El origen del petricor se encuentra en la geosmina, producida por bacterias filamentosas del género Streptomyces (actinomicetos). Estos microorganismos viven en el suelo y, cuando mueren o se deshidratan, liberan precisamente la geosmina, una molécula alcohólica con olor a "tierra mojada".

Esto significa que el olfato humano puede detectar estas señales de alerta temprana entre 10 y 30 minutos antes de que llueva. Nuestros antepasados cazadores utilizaban esta señal para anticipar la llegada de las tormentas y encontrar un refugio seguro.

¿Se percibe más la sensación de petricor en determinadas zonas?

Sí, hay zonas donde es más fácil percibir el olor a tierra mojada que en otras. Las zonas más expuestas son aquellas con suelos arcillosos ricos en actinomicetos. Es decir, en el campo, en los bosques, pero también en el asfalto de la ciudad.

Tras largos periodos de sequía, cuando las cálidas gotas de lluvia humedecen el suelo, como ocurre durante una tormenta de verano, el petricor se puede percibir a kilómetros de distancia.

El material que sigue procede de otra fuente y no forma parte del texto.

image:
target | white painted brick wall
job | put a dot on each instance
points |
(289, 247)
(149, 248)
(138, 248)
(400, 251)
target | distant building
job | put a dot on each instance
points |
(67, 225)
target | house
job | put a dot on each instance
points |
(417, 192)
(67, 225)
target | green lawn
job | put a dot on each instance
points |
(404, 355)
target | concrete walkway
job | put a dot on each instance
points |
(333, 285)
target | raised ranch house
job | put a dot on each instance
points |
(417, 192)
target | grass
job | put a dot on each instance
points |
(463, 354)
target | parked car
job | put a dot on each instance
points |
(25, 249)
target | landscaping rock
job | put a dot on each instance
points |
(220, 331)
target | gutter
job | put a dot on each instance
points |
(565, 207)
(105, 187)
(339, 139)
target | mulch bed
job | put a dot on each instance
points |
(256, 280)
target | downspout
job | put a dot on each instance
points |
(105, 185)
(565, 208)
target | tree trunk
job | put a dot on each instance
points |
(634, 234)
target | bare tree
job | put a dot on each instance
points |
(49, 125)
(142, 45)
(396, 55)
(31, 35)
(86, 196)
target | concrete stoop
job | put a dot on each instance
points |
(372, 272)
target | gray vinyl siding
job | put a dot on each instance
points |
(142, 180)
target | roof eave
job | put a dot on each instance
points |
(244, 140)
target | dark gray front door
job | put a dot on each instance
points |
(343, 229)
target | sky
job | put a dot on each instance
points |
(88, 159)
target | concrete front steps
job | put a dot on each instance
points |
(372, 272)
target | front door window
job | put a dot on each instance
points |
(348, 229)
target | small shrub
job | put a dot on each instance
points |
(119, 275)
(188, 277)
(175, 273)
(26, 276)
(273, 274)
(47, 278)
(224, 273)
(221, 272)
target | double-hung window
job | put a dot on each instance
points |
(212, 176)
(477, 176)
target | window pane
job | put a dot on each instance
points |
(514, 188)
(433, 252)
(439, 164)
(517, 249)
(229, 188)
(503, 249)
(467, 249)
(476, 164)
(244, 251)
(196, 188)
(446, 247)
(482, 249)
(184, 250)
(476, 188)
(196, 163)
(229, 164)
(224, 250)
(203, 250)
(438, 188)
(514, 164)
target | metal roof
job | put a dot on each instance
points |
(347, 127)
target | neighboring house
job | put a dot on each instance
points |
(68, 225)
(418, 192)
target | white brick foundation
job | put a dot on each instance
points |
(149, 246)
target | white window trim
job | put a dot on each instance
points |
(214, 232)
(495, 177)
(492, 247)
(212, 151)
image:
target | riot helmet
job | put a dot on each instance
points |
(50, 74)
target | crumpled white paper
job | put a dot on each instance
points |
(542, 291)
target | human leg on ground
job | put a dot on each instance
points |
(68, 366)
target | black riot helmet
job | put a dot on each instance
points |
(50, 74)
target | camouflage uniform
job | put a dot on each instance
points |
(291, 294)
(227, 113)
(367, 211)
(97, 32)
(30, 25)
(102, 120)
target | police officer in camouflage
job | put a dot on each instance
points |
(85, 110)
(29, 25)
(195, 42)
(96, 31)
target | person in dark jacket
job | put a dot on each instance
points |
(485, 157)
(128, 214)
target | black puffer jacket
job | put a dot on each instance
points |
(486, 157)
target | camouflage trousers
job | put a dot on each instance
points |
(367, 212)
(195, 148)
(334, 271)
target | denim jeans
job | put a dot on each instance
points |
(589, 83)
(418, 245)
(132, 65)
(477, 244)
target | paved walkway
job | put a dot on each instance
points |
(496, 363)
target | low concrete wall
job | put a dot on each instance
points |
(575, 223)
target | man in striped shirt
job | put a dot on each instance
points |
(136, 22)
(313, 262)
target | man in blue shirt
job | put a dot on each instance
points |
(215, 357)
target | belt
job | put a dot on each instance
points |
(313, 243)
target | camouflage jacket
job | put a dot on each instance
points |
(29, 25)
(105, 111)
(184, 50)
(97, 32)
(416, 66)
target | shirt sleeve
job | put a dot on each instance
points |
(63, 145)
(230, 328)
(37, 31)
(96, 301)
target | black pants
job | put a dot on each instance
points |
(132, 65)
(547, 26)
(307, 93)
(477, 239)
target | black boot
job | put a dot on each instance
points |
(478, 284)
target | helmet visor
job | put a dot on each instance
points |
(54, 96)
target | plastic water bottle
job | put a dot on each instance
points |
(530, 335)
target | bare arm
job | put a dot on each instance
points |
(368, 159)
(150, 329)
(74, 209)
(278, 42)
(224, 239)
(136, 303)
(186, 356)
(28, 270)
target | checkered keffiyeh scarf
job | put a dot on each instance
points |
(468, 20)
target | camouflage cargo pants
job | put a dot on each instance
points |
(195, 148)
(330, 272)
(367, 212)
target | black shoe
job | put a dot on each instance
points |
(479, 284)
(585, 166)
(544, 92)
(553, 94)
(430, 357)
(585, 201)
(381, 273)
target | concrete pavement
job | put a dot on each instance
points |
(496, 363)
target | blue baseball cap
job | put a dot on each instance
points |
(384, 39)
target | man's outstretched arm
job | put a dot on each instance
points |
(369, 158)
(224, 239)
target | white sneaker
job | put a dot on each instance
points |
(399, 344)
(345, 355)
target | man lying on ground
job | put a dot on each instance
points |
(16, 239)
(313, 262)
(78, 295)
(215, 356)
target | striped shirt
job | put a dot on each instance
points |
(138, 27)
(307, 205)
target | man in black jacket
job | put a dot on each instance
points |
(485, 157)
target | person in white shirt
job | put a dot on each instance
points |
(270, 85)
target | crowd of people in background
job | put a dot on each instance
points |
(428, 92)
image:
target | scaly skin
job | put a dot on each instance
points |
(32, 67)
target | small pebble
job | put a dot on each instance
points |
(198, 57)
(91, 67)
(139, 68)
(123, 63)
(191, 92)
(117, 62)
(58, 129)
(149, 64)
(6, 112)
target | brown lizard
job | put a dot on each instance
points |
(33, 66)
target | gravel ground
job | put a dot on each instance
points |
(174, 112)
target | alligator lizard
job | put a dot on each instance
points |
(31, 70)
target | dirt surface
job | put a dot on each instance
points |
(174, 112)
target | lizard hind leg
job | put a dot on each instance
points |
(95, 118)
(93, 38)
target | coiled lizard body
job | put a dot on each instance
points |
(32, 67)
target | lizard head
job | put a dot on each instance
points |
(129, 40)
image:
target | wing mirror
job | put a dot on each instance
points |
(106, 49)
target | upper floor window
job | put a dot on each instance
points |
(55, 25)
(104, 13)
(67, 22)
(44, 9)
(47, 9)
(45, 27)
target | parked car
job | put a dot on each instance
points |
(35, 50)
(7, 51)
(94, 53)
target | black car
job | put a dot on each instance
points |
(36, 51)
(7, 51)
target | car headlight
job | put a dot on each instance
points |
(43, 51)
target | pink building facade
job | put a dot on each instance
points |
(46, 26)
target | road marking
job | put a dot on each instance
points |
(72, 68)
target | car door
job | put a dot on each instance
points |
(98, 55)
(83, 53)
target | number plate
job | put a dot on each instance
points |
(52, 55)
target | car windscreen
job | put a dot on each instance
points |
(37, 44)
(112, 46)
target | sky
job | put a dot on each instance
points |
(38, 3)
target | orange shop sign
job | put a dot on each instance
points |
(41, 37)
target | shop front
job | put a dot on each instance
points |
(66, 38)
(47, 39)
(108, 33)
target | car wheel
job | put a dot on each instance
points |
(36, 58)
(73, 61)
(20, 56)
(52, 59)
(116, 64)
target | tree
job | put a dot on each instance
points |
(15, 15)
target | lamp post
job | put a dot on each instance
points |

Los camellos del desierto pueden oler el petricor a kilómetros de distancia para encontrar agua. En Australia, los aborígenes llaman a este olor "maban", vinculado a los mitos de la creación.
La próxima vez que percibas ese aroma inconfundible, recuerda que estás inhalando un mensaje químico de millones de años. Después de todo, nuestra querida Tierra, respirando, regenerándose y advirtiéndonos suavemente que los cielos están a punto de abrirse.